Das Ringen um Nord Stream 2 ist ein Kampf um Wirtschaftsinteressen, der mit den Mitteln und unter dem Deckmantel staatlicher politischer Macht ausgetragen wird. Die 10 Mrd. Euro teure Ostsee-Gaspipeline von Russland nach Deutschland rückt derzeit auf der Liste der Konflikte zwischen Berlin und Washington ganz nach oben. Schon lange kritisiert US-Präsident Donald Trump den deutschen Handelsüberschuss oder den mit 40 Mrd. Euro zu niedrigen Verteidigungshaushalt, der laut Nato-Vereinbarung fast doppelt so hoch ausfallen müsste. Jetzt wirft er Deutschland vor, mit der Pipeline Europa zur Geisel Russlands zu machen.

Russland liefert schon jetzt mehr als ein Drittel von dem Erdgas, das in Europa verbraucht wird. Bald wird es mehr. 2.300 Kilometer Gasrohre sind schon verlegt. Es fehlen nur noch 160 Kilometer an Nord Stream 2. Damit sie nicht fertig werden, haben die US-Senatoren Ted Cruz und Ron Johnson dem Schweizer Rohrverlegeschiff-Unternehmen Allseas vorerst erfolgreich gedroht. Die Arbeiten ruhen - bis zu einer Einigung.

Die wird schwierig. In dem Konflikt sind viel Theaterdonner und viele Täuschungsmanöver im Spiel. Bundeskanzlerin Angela Merkel bezeichnet Nord Stream 2 als ein reines Wirtschaftsprojekt. Es wird zur Hälfte von den westlichen Energiekonzernen Uniper, Wintershall, Shell, Engieund OMV finanziert. In Wahrheit ist Nord Stream 2 nicht so unpolitisch wie behauptet: Russlands Staatshaushalt ist von den Einnahmen aus dem Gasverkauf wohl ebenso abhängig wie Deutschlands Heizungen vom Gas im Winter. Die Drohung damit, das Gas nicht in Russland zu kaufen, sondern stattdessen aus den USA oder aus Katar per Tanker anliefern zu lassen, wäre durchaus ein probates zusätzliches Mittel, um Russland von Vorstößen wie der illegalen Annexion der Krim in Zukunft abzuhalten. Doch das Interesse am billigen Gas überwiegt.

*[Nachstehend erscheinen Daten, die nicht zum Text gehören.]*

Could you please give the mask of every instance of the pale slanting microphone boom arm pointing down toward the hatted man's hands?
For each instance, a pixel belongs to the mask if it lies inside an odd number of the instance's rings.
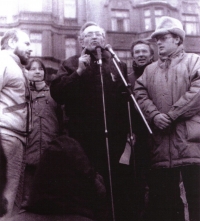
[[[140,109],[140,107],[139,107],[139,105],[138,105],[138,103],[137,103],[135,97],[133,96],[133,92],[131,91],[130,86],[129,86],[128,83],[126,82],[126,80],[125,80],[125,78],[124,78],[124,76],[123,76],[123,74],[122,74],[122,72],[121,72],[121,70],[120,70],[120,68],[119,68],[119,66],[118,66],[118,64],[117,64],[117,62],[115,61],[115,58],[114,58],[113,55],[112,55],[112,60],[113,60],[113,63],[114,63],[114,65],[115,65],[115,67],[117,68],[117,70],[118,70],[118,72],[119,72],[119,75],[120,75],[122,81],[124,82],[125,87],[127,88],[128,92],[129,92],[129,94],[130,94],[130,97],[132,98],[132,100],[133,100],[133,102],[134,102],[134,104],[135,104],[137,110],[139,111],[140,116],[142,117],[144,123],[146,124],[146,127],[147,127],[149,133],[150,133],[150,134],[153,134],[153,132],[152,132],[151,128],[149,127],[149,125],[148,125],[148,123],[147,123],[147,121],[146,121],[146,119],[145,119],[145,117],[144,117],[144,115],[143,115],[143,113],[142,113],[142,111],[141,111],[141,109]],[[132,134],[131,134],[131,135],[132,135]]]

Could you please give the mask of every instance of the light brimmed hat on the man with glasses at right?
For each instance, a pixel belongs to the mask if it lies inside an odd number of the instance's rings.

Die amerikanische Seite verhält sich indes nicht ehrlicher: Hinter den US-Sanktionen gegen die am Pipelinebau beteiligten Unternehmen steckt nicht die Sorge um Europas Abhängigkeit vom russischen Gas, sondern das Interesse der US-Fracking-Industrie am Verkauf von teurerem Flüssiggas, das per Tanker nach Europa geliefert würde. Die US-Sanktionen gegen europäische Unternehmen sind deshalb eine veritable Unverschämtheit. Gegensanktionen wären dennoch das falsche Mittel, weil sie eine Kettenreaktion auslösen. Deutschland wird die Sache aussitzen müssen. Es werden sich schon Unternehmen finden, die die Pipeline fertig bauen.